= House & Home =

Decorating and design magazine

House & Home magazine (also known as Canadian House & Home magazine) is a decorating, design and lifestyle publication that is published by the Toronto-based company House & Home Media.

The publication's title has a long history that goes back as far as 1952, although the magazine's current ownership, direction and subject matter commenced in 1986, when the publication was purchased by publisher Lynda Reeves and re-launched as the eponymous publication of the House & Home brand.

House & Home, The Magazine of Building (also styled House + Home) was originally a monthly architecture magazine published by Time Inc. from 1952 to 1964. The first issue was an offshoot of Architectural Forum and sent to 100,000 subscribers. The original editor and publisher was P.I. Prentice, and Douglas Haskell was editorial chairman. The illustrated monthly carried feature articles on home building, planning, and building materials. The magazine was sold to McGraw-Hill in 1964 and renamed Housing in 1978. That magazine merged with Builder magazine in 1982. Toronto, Canada - based interior designer Lynda Reeves purchased the magazine in 1986 and resurrected the original name. The magazine has a French language counterpart called Maison & Demeure.

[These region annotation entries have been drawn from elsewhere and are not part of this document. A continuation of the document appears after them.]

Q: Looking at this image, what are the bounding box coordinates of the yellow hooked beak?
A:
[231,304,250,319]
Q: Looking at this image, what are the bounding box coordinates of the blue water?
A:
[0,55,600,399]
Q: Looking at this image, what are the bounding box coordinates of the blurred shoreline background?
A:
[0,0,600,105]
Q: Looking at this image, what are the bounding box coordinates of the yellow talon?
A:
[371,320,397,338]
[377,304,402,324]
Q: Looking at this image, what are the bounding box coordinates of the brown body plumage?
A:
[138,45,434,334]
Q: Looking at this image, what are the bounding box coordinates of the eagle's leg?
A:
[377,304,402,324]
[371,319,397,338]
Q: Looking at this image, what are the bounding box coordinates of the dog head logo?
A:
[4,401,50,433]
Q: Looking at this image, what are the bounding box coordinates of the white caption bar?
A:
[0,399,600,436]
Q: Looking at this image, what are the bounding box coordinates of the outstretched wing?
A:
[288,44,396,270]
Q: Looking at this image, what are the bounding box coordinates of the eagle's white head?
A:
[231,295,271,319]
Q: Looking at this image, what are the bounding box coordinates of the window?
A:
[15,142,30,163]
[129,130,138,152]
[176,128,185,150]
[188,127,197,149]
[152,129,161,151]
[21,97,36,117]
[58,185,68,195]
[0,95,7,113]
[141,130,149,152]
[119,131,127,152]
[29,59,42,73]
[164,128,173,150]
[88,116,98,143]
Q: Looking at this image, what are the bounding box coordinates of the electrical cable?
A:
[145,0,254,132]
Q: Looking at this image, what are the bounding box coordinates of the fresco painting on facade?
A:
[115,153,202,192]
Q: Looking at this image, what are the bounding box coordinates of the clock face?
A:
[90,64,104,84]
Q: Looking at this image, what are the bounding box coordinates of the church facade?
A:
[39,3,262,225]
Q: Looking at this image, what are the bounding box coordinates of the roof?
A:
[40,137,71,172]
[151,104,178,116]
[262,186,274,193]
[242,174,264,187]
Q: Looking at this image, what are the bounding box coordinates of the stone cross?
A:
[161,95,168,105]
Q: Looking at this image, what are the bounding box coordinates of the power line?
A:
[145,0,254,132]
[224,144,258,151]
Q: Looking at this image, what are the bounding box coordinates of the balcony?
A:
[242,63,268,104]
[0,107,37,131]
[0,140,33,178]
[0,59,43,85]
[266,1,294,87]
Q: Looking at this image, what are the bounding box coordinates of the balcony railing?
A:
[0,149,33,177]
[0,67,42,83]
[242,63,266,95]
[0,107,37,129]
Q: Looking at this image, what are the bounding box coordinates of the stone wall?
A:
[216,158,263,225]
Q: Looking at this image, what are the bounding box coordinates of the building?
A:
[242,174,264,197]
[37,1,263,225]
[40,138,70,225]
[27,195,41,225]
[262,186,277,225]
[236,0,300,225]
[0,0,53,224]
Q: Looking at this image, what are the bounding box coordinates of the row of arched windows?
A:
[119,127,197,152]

House & Home is a registered trademark in Canada and the US, and has been used by House & Home Media on branded merchandise sold across Canada at the Bay, Home Outfitters and Zellers stores. The House & Home: Style for Living branded merchandise is currently sold across Canada at The TJX Companies Inc. stores such as Winners, Homesense and Marshalls. The House & Home brand has given rise to a website, Houseandhome.com, a retail shopping website, Shophouseandhome.com, and a television series, House & Home with Lynda Reeves, which was broadcast on CTV and GlobalTV before being distributed internationally.